A research team led by Cornell University has developed a groundbreaking AI-powered ring that can track fingerspelling in American Sign Language (ASL) in real time.
This wearable device, called SpellRing, uses micro-sonar technology to detect subtle hand and finger movements, making it easier for people who use ASL to enter text into computers and smartphones.
Fingerspelling is used in ASL to spell out words that don’t have specific signs, such as names and technical terms.
Most existing ASL recognition devices are large and uncomfortable, making them impractical for everyday use. SpellRing aims to change that by offering a small, wearable solution.
Hyunchul Lim, a doctoral student at Cornell and the lead researcher, said the goal was to create a single, simple ring that could capture all the complex movements of fingerspelling.
The result is a device worn on the thumb, containing a microphone and speaker that send and receive inaudible sound waves to track movements.
A tiny gyroscope inside also helps detect hand motion.

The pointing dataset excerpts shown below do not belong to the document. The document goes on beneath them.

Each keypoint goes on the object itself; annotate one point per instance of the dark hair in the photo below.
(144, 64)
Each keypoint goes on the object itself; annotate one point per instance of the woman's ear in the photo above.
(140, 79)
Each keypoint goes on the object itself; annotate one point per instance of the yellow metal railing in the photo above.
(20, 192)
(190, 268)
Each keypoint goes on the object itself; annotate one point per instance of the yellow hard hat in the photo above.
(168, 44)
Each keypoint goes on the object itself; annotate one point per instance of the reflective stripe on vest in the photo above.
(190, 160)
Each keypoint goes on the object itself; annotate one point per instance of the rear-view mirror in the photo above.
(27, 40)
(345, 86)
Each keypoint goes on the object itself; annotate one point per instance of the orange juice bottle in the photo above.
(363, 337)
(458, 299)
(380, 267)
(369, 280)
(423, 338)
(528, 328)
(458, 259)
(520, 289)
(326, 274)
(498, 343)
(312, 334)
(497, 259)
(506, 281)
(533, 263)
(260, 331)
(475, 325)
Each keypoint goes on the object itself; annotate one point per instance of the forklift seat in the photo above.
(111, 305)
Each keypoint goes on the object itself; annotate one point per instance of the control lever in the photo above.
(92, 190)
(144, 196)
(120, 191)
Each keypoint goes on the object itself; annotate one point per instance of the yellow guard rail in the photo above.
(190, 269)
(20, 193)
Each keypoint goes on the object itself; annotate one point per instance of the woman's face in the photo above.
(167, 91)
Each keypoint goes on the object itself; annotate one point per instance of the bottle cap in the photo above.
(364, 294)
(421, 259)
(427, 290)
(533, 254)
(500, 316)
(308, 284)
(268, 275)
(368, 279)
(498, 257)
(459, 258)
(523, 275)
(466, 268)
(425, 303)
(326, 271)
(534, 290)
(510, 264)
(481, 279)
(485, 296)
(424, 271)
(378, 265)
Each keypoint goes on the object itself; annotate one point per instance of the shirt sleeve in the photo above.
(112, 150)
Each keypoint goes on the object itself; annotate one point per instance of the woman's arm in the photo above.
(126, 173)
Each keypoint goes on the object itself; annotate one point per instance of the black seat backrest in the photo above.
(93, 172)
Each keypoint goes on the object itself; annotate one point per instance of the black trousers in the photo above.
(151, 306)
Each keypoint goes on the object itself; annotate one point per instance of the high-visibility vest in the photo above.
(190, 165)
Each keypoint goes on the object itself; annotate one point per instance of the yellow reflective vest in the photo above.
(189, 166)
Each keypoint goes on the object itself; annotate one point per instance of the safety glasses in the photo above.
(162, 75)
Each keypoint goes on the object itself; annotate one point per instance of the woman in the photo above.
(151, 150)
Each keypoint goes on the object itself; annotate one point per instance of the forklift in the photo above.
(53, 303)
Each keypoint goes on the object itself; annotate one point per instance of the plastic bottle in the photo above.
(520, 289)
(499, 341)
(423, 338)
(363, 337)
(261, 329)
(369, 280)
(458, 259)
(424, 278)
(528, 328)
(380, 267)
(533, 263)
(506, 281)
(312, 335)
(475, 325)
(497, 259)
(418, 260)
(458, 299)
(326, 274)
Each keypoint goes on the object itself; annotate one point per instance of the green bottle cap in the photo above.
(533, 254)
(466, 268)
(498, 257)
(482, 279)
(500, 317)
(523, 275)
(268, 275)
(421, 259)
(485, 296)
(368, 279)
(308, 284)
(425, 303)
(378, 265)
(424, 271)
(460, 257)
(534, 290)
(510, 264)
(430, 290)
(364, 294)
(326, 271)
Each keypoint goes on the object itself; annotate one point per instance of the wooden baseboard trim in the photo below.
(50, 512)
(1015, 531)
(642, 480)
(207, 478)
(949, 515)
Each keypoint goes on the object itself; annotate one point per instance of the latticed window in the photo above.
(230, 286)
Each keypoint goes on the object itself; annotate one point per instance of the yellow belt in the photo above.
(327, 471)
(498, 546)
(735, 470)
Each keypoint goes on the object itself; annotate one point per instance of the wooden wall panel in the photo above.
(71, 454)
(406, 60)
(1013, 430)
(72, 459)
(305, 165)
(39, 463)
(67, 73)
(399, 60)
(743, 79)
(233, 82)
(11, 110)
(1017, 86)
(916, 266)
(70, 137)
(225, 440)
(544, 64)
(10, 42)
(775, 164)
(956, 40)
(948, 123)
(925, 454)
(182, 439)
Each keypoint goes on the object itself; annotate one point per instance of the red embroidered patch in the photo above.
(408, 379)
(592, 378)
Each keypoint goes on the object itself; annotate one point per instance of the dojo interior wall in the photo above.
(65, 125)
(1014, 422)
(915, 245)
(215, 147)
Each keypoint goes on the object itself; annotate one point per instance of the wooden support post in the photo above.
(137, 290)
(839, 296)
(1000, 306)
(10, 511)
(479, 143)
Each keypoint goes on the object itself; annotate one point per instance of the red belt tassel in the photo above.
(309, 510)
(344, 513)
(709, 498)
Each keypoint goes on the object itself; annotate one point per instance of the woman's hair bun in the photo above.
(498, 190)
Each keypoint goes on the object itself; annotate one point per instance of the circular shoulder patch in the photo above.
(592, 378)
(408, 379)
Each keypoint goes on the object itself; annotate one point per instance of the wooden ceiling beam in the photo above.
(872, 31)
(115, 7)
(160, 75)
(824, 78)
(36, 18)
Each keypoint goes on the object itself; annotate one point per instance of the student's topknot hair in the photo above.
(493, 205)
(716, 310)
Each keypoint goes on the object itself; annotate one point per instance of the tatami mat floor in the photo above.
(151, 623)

The data collected by these sensors is processed by a deep-learning AI system, which predicts the fingerspelled letters with high accuracy. Unlike other systems that require large equipment, SpellRing is compact—about the size of a U.S. quarter.
Tested and Proven
To test its performance, the researchers asked 20 ASL users, both beginners and experts, to fingerspell more than 20,000 words while wearing SpellRing.
The device correctly identified between 82% and 92% of the letters, depending on word difficulty. These results are comparable to larger, more complex ASL recognition systems.
One challenge in developing SpellRing was training the AI to recognize the 26 different hand shapes for each letter of the alphabet.
ASL users often adjust their fingerspelling for speed and comfort, making recognition more difficult. However, the research team was able to bridge this gap by refining their machine learning algorithms.
Looking Ahead: Full ASL Translation
While SpellRing is a major step forward, it only tracks fingerspelling, which is just a small part of ASL. The research team, including linguistics expert Jane Lu, acknowledges that there is still a long way to go before creating a device that can fully understand ASL, including facial expressions and body movements.
Future plans for the project include integrating the technology into eyeglasses to capture facial expressions, upper body movements, and head gestures. Since ASL is a rich visual language that relies on more than just hands, this could bring us closer to a complete ASL translation system.
“ASL is complex and expressive,” said Lim, who even took ASL courses to better understand the language. “We hope to make technology more inclusive and accessible for the deaf and hard-of-hearing community.”
SpellRing will be presented at the Association of Computing Machinery’s CHI conference in Japan this April, marking an exciting step toward improving ASL communication technology.